A Delaware County teenager sat in a drumming circle and was offered the chance to relieve his stress and take his aggression out on the instrument by striking it.
He digressed.
“I’d probably break the drums,” he said.
Warren Hyer, executive director of the Central Ohio Symphony, directs a program in which music is used therapeutically to help offenders and other troubled participants in a way that the justice system perhaps cannot.
“(The participant) had difficulties at home, particularly with his father,” Hyer said of the boy who graduated from the program four months ago. “The stuff he used to talk about was just awful. ... Often what the drums do is allow them to communicate in a specific type of way.”
To encourage courts in Ohio’s other counties to consider sending offenders to similar therapies, representatives from the programs pitched their practices at the Ohio Specialized Dockets Practitioner Network’s 10th annual conference in November.
Members of the network include judges, magistrates, probation officers and others. Together, they considered these alternative practices at the largest conference turnout in the last decade.
There were about “450 participants who work in specialized dockets, including mental health, drug, OVI ... and domestic violence courts,” according to a news release published in Court News Ohio.
“Specialized Dockets is a mandated court program that holds participants accountable for what they did in the criminal justice system,” said Kevin Lottes, program coordinator for the Specialized Dockets section. “We get them help so they don’t reoffend.”
The practices pitched at the conference not only involve drumming circles, but horses as well.
“Horses are very much like people,” said Kirsten Stumpo, instructor for The Equine Component in Marion County. “Clients are able to relate to horses.”
She instructs clients on a retired horse race facility in which the animals are not overly trained and enjoy being around people.
Stumpo’s equine therapy does not involve horseback riding; instead, they offer simple situations to help clients overcome their personal challenges, such as family problems.
Both practices are funded by grants in their respective counties, which means there is no cost to the court directly.
Hyer and Stumpo both said that their programs are inexpensive and cheaper than putting an offender in jail.

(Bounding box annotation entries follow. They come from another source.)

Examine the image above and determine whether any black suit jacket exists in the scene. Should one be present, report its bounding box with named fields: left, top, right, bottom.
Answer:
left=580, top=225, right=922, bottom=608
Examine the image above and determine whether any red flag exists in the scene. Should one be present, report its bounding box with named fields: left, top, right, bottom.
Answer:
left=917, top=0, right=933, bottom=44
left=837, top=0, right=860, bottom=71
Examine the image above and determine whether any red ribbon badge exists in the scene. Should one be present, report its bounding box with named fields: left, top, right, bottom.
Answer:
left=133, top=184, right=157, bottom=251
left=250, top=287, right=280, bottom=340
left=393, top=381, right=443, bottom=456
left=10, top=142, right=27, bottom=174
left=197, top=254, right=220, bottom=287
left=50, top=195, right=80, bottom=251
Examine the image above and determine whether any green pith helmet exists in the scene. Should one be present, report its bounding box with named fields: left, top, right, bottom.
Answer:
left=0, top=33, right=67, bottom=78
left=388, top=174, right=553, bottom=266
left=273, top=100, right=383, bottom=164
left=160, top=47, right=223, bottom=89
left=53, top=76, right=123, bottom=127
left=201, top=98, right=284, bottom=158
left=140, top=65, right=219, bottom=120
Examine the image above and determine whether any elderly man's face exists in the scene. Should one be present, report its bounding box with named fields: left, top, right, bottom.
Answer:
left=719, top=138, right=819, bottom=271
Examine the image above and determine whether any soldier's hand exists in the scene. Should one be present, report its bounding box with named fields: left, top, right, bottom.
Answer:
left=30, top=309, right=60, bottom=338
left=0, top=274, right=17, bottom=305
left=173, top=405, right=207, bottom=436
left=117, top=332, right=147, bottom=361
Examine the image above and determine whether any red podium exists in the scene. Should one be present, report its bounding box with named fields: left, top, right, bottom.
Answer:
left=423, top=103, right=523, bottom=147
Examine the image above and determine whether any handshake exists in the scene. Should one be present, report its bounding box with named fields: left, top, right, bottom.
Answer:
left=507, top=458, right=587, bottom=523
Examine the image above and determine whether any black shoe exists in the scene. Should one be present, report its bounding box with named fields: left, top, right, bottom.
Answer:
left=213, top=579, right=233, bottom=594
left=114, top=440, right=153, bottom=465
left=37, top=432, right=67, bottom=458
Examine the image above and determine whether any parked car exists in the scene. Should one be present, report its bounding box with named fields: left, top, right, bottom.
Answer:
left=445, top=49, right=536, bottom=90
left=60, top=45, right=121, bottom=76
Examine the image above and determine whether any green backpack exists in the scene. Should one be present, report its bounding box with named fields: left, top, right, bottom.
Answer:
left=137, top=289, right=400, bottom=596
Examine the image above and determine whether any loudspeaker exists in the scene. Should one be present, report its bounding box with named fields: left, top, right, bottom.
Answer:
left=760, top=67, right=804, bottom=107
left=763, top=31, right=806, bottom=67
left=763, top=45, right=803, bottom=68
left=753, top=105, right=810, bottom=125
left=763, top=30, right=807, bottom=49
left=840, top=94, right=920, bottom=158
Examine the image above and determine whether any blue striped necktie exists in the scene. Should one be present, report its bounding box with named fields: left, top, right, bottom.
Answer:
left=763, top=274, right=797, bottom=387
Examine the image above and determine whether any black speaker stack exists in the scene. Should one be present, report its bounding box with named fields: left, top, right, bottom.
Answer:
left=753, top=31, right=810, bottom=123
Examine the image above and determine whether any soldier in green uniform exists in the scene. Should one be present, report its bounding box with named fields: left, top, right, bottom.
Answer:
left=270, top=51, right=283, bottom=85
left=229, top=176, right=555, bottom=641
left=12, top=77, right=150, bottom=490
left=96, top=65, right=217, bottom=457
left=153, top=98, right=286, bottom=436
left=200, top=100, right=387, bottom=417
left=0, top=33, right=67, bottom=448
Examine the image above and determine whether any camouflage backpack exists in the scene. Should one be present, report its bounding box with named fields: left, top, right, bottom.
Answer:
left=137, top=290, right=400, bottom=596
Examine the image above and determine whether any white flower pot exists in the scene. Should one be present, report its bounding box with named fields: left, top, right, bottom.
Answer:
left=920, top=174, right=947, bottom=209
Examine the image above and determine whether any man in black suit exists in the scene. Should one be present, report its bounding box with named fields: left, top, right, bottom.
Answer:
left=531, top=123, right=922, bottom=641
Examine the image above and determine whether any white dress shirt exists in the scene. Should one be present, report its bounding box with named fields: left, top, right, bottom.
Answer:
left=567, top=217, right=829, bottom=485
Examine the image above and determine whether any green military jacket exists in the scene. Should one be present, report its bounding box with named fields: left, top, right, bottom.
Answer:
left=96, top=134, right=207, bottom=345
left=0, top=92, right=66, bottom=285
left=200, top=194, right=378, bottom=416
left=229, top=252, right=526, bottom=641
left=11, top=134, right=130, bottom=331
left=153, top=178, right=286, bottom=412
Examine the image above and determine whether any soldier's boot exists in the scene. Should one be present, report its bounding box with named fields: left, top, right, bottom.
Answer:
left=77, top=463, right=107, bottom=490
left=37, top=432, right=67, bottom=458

They are also fairly short programs.
The drumming circles usually take 12 to 18 months to complete for adults and about nine months for youth, while equine therapy, a seasonal service, takes approximately six months.
Whether or not an offender would be admitted into an alternative therapy program would be determined by the court.
Sheryl Brownlee, executive assistant for Athens County Prosecutor Keller Blackburn, said that neither therapies are currently offered in the area, and Blackburn’s office has not sent anyone to a similar program at this time.